I’m trying to use the memory mapping feature of Cuda 2.2 beta. My code is:

#include “cuda/cutil.h”

[codebox]

int main(void) {

float4 *ptr_h, *ptr_d;

CUDA_SAFE_CALL( cudaSetDevice(0) );

CUDA_SAFE_CALL( cudaSetDeviceFlags( cudaDeviceMapHost ) );

CUDA_SAFE_CALL( cudaHostAlloc( (void**) &(ptr_h), sizeof(float4) * 30000, cudaHostAllocMapped | cudaHostAllocPortable ) );

CUDA_SAFE_CALL( cudaHostGetDevicePointer( (void**) &(ptr_d), ptr_h, 0 ) );

}

[/codebox]

This gives the error:

[codebox]

Cuda error in file ‘f.cu’ in line 10 : unspecified launch failure in prior launch.

[/codebox]

which is the HostGetDevicePointer() call.

I have the beta release 185 driver, a Red Hat 5.3 x86-64 system and a Tesla C1060.

Any ideas what I’m doing wrong?

Cheers,

Matt

It probably won’t make a difference, but have you tried putting the setDeviceFlags before the setDevice call? The manual does say:

but I don’t really thing that cudaSetDevice is a “CUDA operation”…
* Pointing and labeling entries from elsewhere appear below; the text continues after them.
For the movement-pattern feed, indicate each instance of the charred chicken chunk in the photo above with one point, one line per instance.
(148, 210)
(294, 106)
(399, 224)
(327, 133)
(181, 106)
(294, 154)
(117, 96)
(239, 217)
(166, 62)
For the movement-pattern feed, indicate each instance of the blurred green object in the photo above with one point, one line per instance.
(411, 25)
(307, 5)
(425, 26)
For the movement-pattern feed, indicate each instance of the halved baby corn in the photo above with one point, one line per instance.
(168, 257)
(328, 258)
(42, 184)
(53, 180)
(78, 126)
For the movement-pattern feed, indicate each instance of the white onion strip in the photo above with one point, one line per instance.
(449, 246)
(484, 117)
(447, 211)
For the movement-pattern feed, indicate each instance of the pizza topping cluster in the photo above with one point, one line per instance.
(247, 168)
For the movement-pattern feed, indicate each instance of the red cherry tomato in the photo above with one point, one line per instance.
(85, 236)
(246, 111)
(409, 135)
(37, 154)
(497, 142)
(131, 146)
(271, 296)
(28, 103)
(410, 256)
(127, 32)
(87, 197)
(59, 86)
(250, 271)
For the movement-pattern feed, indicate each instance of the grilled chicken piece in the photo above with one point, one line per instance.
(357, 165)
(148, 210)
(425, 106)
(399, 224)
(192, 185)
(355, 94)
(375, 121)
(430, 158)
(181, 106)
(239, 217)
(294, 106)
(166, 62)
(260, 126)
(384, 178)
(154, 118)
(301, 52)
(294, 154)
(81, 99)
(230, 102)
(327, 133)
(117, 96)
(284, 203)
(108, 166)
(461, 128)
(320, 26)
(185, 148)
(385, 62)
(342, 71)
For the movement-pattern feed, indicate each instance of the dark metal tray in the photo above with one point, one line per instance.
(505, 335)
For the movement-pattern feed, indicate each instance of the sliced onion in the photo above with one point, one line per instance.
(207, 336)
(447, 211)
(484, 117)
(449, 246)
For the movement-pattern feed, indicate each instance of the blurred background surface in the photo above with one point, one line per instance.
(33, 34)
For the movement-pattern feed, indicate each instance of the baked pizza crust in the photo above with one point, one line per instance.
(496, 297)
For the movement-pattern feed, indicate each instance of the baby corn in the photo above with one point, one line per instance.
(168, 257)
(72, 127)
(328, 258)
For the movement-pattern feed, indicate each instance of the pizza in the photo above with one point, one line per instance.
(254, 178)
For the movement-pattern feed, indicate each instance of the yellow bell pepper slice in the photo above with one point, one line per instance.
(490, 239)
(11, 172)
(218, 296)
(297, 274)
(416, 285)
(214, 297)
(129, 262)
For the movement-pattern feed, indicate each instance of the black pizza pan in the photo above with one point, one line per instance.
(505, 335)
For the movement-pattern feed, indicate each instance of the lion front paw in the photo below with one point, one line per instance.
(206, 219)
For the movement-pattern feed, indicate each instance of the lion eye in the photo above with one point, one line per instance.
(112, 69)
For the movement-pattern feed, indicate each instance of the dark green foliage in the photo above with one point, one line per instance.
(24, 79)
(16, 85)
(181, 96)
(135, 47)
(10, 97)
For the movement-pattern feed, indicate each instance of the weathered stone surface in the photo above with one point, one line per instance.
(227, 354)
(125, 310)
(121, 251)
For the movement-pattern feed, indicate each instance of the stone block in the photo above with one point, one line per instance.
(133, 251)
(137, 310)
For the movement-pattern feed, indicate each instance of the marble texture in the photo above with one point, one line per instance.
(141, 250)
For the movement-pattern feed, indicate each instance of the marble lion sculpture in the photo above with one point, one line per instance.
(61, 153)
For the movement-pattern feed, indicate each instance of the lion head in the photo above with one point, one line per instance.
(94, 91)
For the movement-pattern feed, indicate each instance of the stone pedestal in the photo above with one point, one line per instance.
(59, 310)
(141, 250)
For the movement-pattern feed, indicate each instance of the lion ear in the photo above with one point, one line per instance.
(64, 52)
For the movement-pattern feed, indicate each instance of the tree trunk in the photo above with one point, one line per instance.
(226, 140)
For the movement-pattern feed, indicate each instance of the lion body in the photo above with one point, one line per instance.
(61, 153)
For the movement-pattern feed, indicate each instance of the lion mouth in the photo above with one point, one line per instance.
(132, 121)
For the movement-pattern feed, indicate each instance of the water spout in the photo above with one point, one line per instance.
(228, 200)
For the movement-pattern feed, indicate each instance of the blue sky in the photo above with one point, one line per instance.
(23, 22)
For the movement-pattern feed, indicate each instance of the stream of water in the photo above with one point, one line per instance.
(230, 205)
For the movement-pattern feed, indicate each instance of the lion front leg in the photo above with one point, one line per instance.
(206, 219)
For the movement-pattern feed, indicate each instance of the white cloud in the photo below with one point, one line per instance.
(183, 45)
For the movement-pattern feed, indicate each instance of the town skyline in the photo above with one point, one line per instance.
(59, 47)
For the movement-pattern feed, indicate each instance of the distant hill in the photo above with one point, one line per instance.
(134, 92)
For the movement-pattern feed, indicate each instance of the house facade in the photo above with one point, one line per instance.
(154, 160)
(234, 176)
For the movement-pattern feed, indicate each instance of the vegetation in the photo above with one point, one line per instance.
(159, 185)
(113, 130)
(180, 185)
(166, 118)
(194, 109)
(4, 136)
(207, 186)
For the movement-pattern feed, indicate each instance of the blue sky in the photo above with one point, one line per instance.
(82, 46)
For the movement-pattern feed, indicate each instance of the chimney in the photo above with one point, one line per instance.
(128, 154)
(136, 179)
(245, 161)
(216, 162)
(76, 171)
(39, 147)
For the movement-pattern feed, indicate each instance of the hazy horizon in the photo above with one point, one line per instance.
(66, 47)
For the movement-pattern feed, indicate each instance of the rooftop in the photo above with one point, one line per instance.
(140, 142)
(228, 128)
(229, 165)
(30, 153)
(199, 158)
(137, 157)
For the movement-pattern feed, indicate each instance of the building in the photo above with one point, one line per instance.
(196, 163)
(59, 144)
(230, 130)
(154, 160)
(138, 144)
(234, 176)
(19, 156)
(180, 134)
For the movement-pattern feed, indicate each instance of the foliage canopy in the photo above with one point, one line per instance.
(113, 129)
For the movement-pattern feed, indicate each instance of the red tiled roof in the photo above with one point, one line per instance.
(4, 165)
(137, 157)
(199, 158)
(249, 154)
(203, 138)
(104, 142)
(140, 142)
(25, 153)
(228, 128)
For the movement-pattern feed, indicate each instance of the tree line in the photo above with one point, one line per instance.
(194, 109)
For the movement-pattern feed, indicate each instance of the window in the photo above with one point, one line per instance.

I’m at a conference, otherwise I would try it out myself.

Will poke at this in the afternoon.

Cool, if you get this to work please report the speed gains you get compared to copying.

It works just fine for me ( 2.2 beta, RHEL4 64bit)

#include "cuda_runtime.h"

int main(void) {

  float4 *ptr_h, *ptr_d;

  int cudaError;

cudaSetDevice(0);

   cudaSetDeviceFlags( cudaDeviceMapHost );

   cudaError=cudaHostAlloc( (void**) &(ptr_h), sizeof(float4) * 30000, cudaHostAllocMapped | cudaHostAllocPortable );

   if (cudaError) printf ("Failed to allocate pinned memory \n");

cudaError=cudaHostGetDevicePointer( (void**) &(ptr_d), ptr_h, 0 );

   if (cudaError) printf ("Failed to get device pointer \n");

}

Compiled both with gcc ( gcc -I/usr/local/cuda/include bug.c -L/usr/local/cuda/lib -lcudart) or nvcc (nvcc bug.c).

BTW using cutil is usually a bad idea, the error checks will go away in release mode.

Sage words: the CUDA_SAFE_CALL macro I was using (derived originally from cutil) was broken.

Your example - and mine with corrected macro - work just fine now, thanks!

Matt